1st post so please go easy on me..!

I'm toying with the idea of making my own polystyrene background for my cichlid tank, but i'm not keen on the idea of permanently sealing it to the back of the tank.

Has anyone got any ideas of alternatives..? possibly planting several magnets within the background & attaching the other magnet to the outside of the tank to hold it in place..?

Or attaching the background to some plastic that will sit under the substrate (probly gravel)..?

I think the 2nd option would be the easiest, although would the polystyrene's buoyancy pull it away from the bottom plastic..?

Thanks people, look forward to hearing your thoughts.


----------



## aunt kymmie

Hi there New Boy! Welcome to the forum. 
I like the magnet idea. I have a magnetic algae cleaner and it really "sticks" so it seems to me like the magnet idea would be totally doable. I wouldn't permanently seal it to the back of the tank either!
Can you share any more specs on your tank? Size of tank, type of fish you are keeping, etc? 
Did I mention that we love to see pics??


----------



## The New Boy

Current tank is a Juwel 120 (i think) currently without fish :-( but the reason is that this tank is on its way to a friend & due in about 2 weeks is a tank measuring L 120cm x w 40cm x H54cm, which I intend to take time over setting up & hopefully create some kind of cool homemade backgorund & then keep malawi cichlids.

So i'm just currently looking for ideas over the background & then I hope to give you a guys step by step of how it comes along including pictures..!


----------



## aunt kymmie

That sounds awesome. I love following build threads. Looking forward to watching your progress, step by step, and with pictures! :-D


----------



## The New Boy

So has anybody actually used the magnet or perspex bottom idea for a background..?

would love to hear any advantages / disadvantages of doing it this way

thanks


----------



## The New Boy

Ok people, 

things are moving slowly but surely with the background & i'm almost ready to place the order for the magnets to hold it in place, however I wondering if water behind the background will be an issue.

I'm thinking of siliconing (sp?) the magnets onto the background which would then give a 5mm gap between the back of the tank & the bg. 

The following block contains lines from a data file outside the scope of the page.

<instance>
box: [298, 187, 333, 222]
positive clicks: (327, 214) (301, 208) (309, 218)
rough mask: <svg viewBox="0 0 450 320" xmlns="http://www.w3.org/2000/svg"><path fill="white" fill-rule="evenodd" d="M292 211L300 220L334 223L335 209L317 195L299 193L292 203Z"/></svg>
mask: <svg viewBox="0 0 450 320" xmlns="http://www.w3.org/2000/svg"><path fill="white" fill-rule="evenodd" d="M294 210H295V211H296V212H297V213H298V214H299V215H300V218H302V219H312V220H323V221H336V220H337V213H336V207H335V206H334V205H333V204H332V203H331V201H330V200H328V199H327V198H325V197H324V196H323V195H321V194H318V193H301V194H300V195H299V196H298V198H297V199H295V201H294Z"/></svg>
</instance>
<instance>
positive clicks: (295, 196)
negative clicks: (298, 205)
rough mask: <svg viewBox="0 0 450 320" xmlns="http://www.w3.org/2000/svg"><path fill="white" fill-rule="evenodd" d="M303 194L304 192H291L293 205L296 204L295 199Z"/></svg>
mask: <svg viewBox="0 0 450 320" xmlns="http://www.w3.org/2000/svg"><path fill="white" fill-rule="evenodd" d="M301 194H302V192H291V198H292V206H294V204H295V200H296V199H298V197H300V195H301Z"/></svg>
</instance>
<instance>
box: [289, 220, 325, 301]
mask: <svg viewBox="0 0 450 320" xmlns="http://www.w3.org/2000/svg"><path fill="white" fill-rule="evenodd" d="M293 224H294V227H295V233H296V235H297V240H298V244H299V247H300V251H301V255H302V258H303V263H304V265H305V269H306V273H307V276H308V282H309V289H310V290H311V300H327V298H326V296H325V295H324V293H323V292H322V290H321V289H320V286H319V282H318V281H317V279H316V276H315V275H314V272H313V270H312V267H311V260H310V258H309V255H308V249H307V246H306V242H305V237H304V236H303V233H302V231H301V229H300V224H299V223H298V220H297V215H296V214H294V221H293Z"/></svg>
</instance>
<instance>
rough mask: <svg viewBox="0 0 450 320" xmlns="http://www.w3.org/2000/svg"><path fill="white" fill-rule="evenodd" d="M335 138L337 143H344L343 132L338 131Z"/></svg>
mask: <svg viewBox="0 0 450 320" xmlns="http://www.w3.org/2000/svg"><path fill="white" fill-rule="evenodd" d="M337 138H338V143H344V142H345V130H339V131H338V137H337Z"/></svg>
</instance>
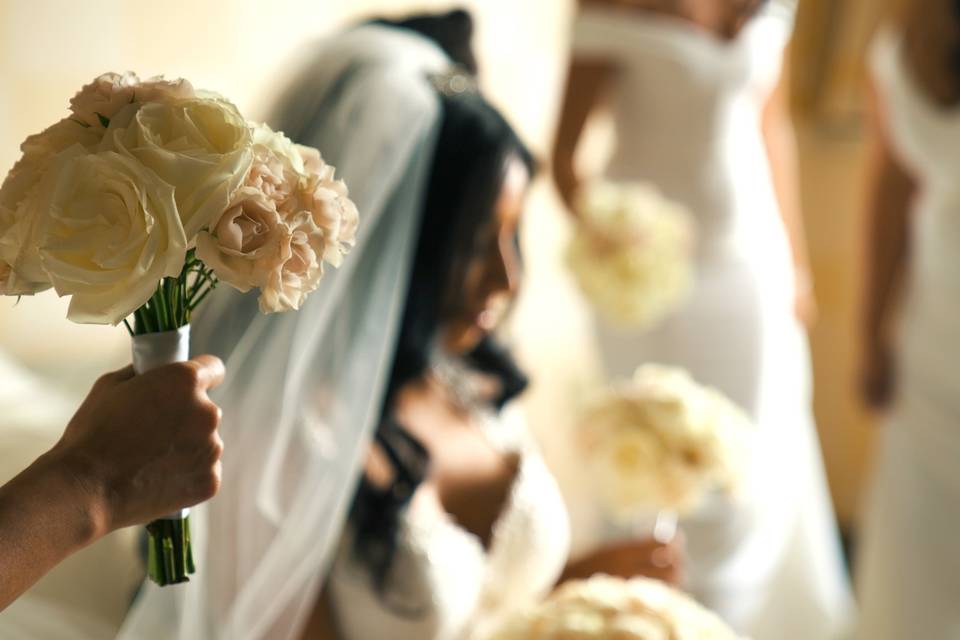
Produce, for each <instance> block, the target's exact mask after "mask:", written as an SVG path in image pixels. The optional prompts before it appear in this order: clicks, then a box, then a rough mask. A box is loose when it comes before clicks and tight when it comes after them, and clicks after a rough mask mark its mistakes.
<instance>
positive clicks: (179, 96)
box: [70, 71, 195, 132]
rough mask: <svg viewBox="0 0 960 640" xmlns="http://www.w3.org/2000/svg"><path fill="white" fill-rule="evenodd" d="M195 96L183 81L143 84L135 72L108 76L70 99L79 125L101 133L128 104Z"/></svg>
mask: <svg viewBox="0 0 960 640" xmlns="http://www.w3.org/2000/svg"><path fill="white" fill-rule="evenodd" d="M194 95H195V92H194V90H193V86H192V85H191V84H190V83H189V82H188V81H186V80H184V79H183V78H179V79H177V80H164V79H163V77H162V76H157V77H155V78H150V79H148V80H145V81H141V80H140V78H138V77H137V74H135V73H133V72H132V71H127V72H126V73H123V74H119V73H105V74H103V75H101V76H98V77H97V78H94V80H93V82H91V83H90V84H88V85H85V86H84V87H83V88H82V89H80V91H79V92H77V94H76V95H75V96H74V97H73V98H72V99H71V100H70V111H72V112H73V118H74V119H75V120H76V121H77V122H80V123H83V124H84V125H86V126H88V127H90V128H92V129H94V130H101V132H102V130H103V129H106V128H107V127H108V126H109V124H110V122H111V121H112V120H113V118H114V116H116V115H117V114H118V113H120V111H121V110H123V109H124V108H125V107H127V106H128V105H131V104H143V103H145V102H152V101H159V100H184V99H187V98H192V97H194Z"/></svg>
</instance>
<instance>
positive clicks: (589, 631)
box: [491, 575, 740, 640]
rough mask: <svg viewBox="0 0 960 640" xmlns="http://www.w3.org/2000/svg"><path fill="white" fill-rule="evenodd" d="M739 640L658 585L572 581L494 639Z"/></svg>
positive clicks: (726, 629) (692, 604)
mask: <svg viewBox="0 0 960 640" xmlns="http://www.w3.org/2000/svg"><path fill="white" fill-rule="evenodd" d="M607 638H617V639H618V640H739V639H740V637H739V636H738V635H737V634H736V633H735V632H734V631H733V630H731V629H730V628H729V627H728V626H727V625H726V624H725V623H724V622H723V621H722V620H721V619H720V618H719V617H718V616H717V615H716V614H714V613H713V612H711V611H709V610H707V609H706V608H704V607H703V606H702V605H700V604H699V603H698V602H696V601H695V600H694V599H693V598H691V597H690V596H688V595H686V594H685V593H682V592H681V591H678V590H677V589H674V588H672V587H670V586H669V585H666V584H664V583H662V582H659V581H656V580H650V579H648V578H633V579H631V580H622V579H620V578H613V577H610V576H604V575H598V576H594V577H593V578H590V579H589V580H583V581H575V582H568V583H566V584H564V585H563V586H561V587H560V588H559V589H557V590H556V591H554V592H553V594H551V595H550V597H549V598H547V600H546V601H545V602H544V603H543V604H541V605H539V606H537V607H535V608H533V609H531V610H530V611H527V612H525V613H524V614H523V615H521V616H518V617H517V618H516V619H515V620H512V621H511V622H510V623H509V624H508V625H506V626H505V627H504V628H503V629H502V630H501V631H499V632H498V633H496V634H494V635H493V637H492V638H491V640H606V639H607Z"/></svg>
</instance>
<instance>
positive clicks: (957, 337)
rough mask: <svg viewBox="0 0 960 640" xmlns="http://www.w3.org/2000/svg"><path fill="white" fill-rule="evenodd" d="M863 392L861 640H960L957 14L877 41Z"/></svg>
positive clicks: (959, 325) (875, 72)
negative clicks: (866, 470) (869, 489)
mask: <svg viewBox="0 0 960 640" xmlns="http://www.w3.org/2000/svg"><path fill="white" fill-rule="evenodd" d="M870 62H871V69H872V78H873V87H874V102H873V104H874V107H875V108H874V109H873V114H874V118H873V119H872V124H873V126H872V128H871V130H872V134H873V135H872V138H873V141H874V145H873V146H874V153H873V154H872V159H873V171H872V179H871V182H870V192H869V193H870V200H869V210H868V214H869V215H868V225H869V226H868V229H869V234H868V246H869V251H868V258H869V259H868V263H867V276H868V277H867V282H866V297H865V308H864V313H863V320H864V322H865V326H864V331H863V337H864V345H863V346H864V349H863V354H864V361H863V386H862V388H863V393H864V398H865V400H866V402H867V403H868V404H869V405H870V406H872V407H873V408H875V409H881V410H888V414H887V416H886V420H885V424H884V425H883V426H882V429H881V431H880V434H879V435H880V442H879V448H878V453H877V455H878V457H877V460H876V461H875V470H874V473H875V475H874V478H873V484H872V487H871V491H870V495H869V498H868V504H867V510H866V518H865V521H864V522H863V527H862V531H863V534H862V538H861V547H860V553H859V555H858V559H857V564H856V566H857V587H858V593H859V596H860V600H861V604H862V615H861V621H860V625H859V629H858V638H861V639H862V640H867V639H869V640H899V639H901V638H923V639H924V640H952V639H954V638H960V608H958V606H957V603H958V602H960V552H958V549H957V530H958V528H960V471H958V469H960V466H958V460H960V377H958V376H957V374H956V371H957V367H958V363H960V347H958V345H960V339H958V338H960V333H958V327H960V295H958V292H960V7H958V6H957V3H956V2H952V1H950V0H933V1H929V2H926V1H925V2H911V3H908V8H907V9H906V11H905V12H904V14H903V15H902V16H900V17H899V18H898V19H897V20H895V21H893V22H892V23H891V24H889V25H887V26H885V27H883V28H882V29H881V30H880V31H879V33H878V34H877V36H876V38H875V40H874V42H873V46H872V49H871V54H870Z"/></svg>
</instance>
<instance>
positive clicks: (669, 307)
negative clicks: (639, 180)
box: [567, 181, 694, 329]
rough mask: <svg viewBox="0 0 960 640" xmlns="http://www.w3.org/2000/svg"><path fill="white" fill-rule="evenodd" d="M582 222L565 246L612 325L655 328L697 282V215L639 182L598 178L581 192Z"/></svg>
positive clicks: (677, 306) (632, 326)
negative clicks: (695, 235) (625, 182)
mask: <svg viewBox="0 0 960 640" xmlns="http://www.w3.org/2000/svg"><path fill="white" fill-rule="evenodd" d="M574 209H575V211H576V213H577V218H578V221H579V225H578V228H577V229H576V230H575V232H574V236H573V239H572V240H571V242H570V246H569V247H568V249H567V261H568V264H569V266H570V269H571V270H572V271H573V274H574V276H575V278H576V280H577V283H578V284H579V286H580V289H581V290H582V291H583V293H584V294H585V295H586V297H587V299H588V300H589V301H590V302H591V304H593V305H594V306H595V307H596V308H597V309H598V310H599V311H600V313H602V314H603V315H605V316H607V317H608V318H609V319H610V320H611V321H612V322H614V323H616V324H619V325H622V326H625V327H635V328H639V329H648V328H650V327H653V326H654V325H656V324H657V323H658V322H660V321H661V320H662V319H663V318H665V317H666V316H668V315H669V314H670V313H671V312H673V311H675V310H676V309H677V308H678V307H680V306H681V305H682V304H683V303H684V301H685V300H686V298H687V295H688V294H689V292H690V290H691V288H692V284H693V271H694V270H693V248H694V241H693V240H694V238H693V236H694V228H693V218H692V217H691V216H690V214H689V213H688V212H687V211H686V210H685V209H684V208H683V207H681V206H680V205H678V204H676V203H674V202H670V201H669V200H667V199H665V198H664V197H663V196H662V195H661V194H660V193H659V192H657V190H656V189H654V188H653V187H651V186H648V185H645V184H641V183H623V184H618V183H614V182H606V181H596V182H591V183H589V184H588V185H587V186H586V187H585V188H584V189H582V190H581V191H580V192H579V193H578V194H577V196H576V199H575V204H574Z"/></svg>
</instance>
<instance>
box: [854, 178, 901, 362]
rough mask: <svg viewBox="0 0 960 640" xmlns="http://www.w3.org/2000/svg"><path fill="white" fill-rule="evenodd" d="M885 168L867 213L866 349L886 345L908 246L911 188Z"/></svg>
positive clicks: (878, 180)
mask: <svg viewBox="0 0 960 640" xmlns="http://www.w3.org/2000/svg"><path fill="white" fill-rule="evenodd" d="M899 174H900V172H899V171H898V170H897V169H896V168H894V167H892V166H887V167H885V168H884V170H883V171H882V173H881V174H879V175H878V176H877V178H876V187H875V192H874V193H873V195H872V199H873V202H872V204H871V206H870V207H869V209H868V212H867V251H866V254H867V256H866V257H867V260H866V267H865V272H866V273H865V287H864V303H863V313H862V322H863V336H864V339H865V340H866V341H867V343H868V345H874V346H878V345H881V344H883V343H884V342H885V341H886V339H887V338H886V333H887V327H888V326H889V324H890V317H891V316H892V314H893V312H894V310H895V307H896V298H897V295H896V294H897V291H898V285H899V282H900V280H901V277H902V274H903V273H904V271H905V270H906V263H907V257H908V242H909V235H910V234H909V213H908V211H909V206H910V205H909V197H910V196H909V194H910V193H911V192H912V186H910V185H909V184H908V182H907V181H905V179H904V177H903V176H902V175H899Z"/></svg>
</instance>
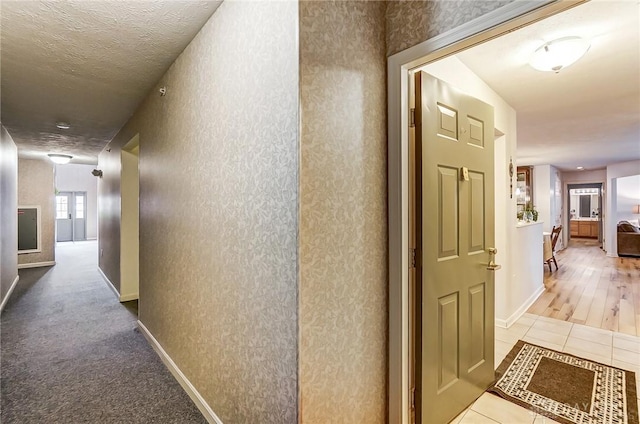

I will make a couple of subtle holes within the bg to allow a 'flow' of water (to avoid it getting trapped & stagnant) & obviously make sure those holes had some kind of grill so fish couldnt get back there.

It seems logical to me, but wanted to run it past the forum people for your advice...

thanks in advance


----------



## teddyzaper

sounds like a great idea, im thinking of a way to make a background but ill prob just seal it on cause im lazy


----------



## hvacwizard

Just make a shallow hole and countersink the magnets that is if you got the thin style.


----------



## The New Boy

The magnets are the thin style, but I was worried that if I make the fit too close some water may get trapped & go stagnant..? 

could that happen..? or am I just overthinking everything

thanks


----------